Jenna's Reviews > The Joy Luck Club
The Joy Luck Club
It's not fashionable to profess a liking for The Joy Luck Club. In both academic and literary circles, Tan has been maligned for her seeming misandry and racial self-loathing, raked across the coals for her largely negative portrayal of Asian/Asian-American men and for marrying off all her Asian-American female characters to white men. She's been dismissed for writing "chick lit," lightweight family melodrama laced with orientalist cliches. She's even been accused of being politically reactionary. As Asian-American literature scholar Erin Ninh states in her academic text Ingratitude, The Joy Luck Club conveniently ignores "America's systemic racial and economic discrimination... [It] must be understood as part and parcel of [an] assimilationist obfuscation of power." And yet. I have a soft spot for this book. Because, damn it, Amy Tan was a pioneer, a groundbreaker.
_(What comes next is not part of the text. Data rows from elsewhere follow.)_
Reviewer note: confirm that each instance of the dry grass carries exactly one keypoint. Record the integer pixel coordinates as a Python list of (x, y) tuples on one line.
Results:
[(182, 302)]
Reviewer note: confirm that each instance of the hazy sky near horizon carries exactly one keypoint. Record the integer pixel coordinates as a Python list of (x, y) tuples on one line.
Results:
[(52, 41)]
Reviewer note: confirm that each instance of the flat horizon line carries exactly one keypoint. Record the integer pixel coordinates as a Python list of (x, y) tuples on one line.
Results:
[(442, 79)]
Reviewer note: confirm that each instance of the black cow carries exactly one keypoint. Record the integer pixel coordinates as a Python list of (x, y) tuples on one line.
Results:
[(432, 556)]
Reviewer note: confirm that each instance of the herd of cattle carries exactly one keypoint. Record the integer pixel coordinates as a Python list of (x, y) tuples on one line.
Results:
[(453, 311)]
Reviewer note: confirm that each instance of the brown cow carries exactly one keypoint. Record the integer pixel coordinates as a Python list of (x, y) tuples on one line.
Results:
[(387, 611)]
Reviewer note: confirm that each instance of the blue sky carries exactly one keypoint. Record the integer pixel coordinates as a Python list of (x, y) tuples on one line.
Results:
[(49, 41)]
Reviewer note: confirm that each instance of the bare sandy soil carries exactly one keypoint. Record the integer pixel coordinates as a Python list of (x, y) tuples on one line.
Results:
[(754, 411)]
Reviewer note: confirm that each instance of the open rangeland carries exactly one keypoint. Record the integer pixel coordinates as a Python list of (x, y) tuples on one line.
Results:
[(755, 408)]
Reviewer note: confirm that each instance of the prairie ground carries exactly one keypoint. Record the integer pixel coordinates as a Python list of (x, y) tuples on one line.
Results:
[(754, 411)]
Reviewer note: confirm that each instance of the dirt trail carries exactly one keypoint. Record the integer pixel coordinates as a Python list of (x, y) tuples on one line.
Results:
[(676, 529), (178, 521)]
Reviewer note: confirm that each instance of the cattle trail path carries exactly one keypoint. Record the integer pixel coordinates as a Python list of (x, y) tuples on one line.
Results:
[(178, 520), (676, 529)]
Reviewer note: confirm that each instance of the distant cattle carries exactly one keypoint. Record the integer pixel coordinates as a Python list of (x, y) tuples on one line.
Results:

When I first read this novel at age 14 or so, it really spoke to me. It thrilled me that someone was finally writing down the difficult truths of Asian-American mother-daughter relationships, exposing the hidden realities of my private life to the public eye. A risky thing to do, as Amy Chua learned to her chagrin decades later. Waverly Jong's tragic story of chess-playing and mother-daughter psychological warfare: how could anyone not find it unforgettable? The scene where Lindo Jong poisons her daughter's mind against the mink coat she previously loved: doesn't it perfectly sum up the complicated love/hate dynamic between two devious and damaged women, intelligent and yet conditioned by society to waste their intelligence scheming against each other?